To show that $L(\textrm{RNN})$ is the regular languages, we show two directions of containment.

First, we prove that the the regular languages are an upper bound. We do this by showing that the configuration complexity of the RNN is finite, i.e. $O(1)$. Since each neuron has two possible values ($-1$ and $1$), and there are $k$ neurons in the state, the number of configurations of the state vector is $O(2^k) = O(1)$.

The other direction is a little more complicated. We need to construct an RNN to simulate an arbitrary finite state machine. A construction for this is provided in Lemma B.1.

In the LSTM case, even when we discretize the network, we get a model with more than finite state. This is because the LSTM’s gating architecture is capable of counting (Weiss et al., 2018).

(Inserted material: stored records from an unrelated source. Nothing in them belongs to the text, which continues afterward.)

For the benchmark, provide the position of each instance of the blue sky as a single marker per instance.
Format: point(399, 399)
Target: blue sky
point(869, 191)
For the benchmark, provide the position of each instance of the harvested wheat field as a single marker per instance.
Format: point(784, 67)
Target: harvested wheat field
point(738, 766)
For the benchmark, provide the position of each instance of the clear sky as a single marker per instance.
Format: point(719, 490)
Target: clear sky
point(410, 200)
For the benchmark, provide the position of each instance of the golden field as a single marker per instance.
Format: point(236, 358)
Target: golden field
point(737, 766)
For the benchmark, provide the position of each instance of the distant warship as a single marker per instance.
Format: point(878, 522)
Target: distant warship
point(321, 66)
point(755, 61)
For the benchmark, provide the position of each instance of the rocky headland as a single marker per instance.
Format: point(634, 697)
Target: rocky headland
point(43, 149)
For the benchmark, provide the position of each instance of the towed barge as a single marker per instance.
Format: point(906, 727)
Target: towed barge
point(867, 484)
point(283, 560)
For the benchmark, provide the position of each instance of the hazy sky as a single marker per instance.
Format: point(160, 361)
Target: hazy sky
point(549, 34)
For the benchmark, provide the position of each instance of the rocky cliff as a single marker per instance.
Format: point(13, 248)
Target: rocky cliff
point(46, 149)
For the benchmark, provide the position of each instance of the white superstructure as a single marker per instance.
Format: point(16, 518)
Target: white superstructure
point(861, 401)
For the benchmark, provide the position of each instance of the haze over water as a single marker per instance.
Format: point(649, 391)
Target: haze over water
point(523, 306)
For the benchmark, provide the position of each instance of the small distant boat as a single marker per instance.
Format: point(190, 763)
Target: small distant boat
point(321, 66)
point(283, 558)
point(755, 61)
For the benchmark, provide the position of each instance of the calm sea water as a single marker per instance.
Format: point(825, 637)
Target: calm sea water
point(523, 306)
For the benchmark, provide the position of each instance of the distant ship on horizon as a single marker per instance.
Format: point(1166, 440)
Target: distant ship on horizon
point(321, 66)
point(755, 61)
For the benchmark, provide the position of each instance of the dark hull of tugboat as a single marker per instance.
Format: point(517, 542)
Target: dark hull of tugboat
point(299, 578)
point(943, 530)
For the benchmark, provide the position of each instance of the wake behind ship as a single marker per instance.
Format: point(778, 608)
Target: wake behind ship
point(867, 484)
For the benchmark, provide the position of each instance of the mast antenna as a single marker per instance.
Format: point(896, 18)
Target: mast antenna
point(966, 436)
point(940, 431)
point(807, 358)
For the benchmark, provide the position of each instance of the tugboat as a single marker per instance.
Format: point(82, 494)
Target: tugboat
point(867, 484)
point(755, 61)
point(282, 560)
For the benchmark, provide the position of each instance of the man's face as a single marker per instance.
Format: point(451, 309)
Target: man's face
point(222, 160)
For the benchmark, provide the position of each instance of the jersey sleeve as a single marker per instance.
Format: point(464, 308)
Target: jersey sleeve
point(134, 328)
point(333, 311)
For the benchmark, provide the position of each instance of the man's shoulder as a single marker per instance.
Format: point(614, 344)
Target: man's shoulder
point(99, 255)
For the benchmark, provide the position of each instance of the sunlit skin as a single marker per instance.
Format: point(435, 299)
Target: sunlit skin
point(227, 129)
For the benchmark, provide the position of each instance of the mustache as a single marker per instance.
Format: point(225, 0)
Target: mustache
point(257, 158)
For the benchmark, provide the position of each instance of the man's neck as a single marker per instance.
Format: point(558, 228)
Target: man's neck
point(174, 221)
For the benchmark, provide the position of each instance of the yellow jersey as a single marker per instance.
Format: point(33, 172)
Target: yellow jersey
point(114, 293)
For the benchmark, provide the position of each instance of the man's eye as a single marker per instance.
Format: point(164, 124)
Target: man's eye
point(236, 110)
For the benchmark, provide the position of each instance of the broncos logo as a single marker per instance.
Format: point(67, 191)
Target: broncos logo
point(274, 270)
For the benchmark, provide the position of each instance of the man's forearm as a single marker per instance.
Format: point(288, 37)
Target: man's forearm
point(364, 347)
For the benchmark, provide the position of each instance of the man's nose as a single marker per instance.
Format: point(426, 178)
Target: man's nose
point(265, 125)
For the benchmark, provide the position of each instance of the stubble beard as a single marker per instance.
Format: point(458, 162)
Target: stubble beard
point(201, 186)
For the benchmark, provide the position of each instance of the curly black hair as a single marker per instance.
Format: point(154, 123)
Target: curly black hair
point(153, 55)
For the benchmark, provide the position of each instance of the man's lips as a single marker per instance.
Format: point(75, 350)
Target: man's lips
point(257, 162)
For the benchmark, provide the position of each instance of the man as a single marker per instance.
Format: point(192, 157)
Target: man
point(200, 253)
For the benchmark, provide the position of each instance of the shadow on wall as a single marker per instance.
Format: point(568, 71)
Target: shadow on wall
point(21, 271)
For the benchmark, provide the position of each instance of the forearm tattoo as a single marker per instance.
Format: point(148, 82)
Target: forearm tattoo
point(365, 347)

To show that the counter languages are an upper bound, we write the saturated gate network for a particular counter state neuron $c$ as follows:

\[\underset{N \rightarrow \infty}{\lim} c_t\] \[= \underset{N \rightarrow \infty}{\lim} fc_{t-1} + i{\tilde c}_t\] \[= \underset{N \rightarrow \infty}{\lim} ac_{t-1} + b\]where $a$ is $0$ or $1$ and $b$ is $-1$, $0$, or $1$. This equation parameterizes a real-time counter machine update. Thus, the counter languages are an upper bound on the saturated LSTM capacity.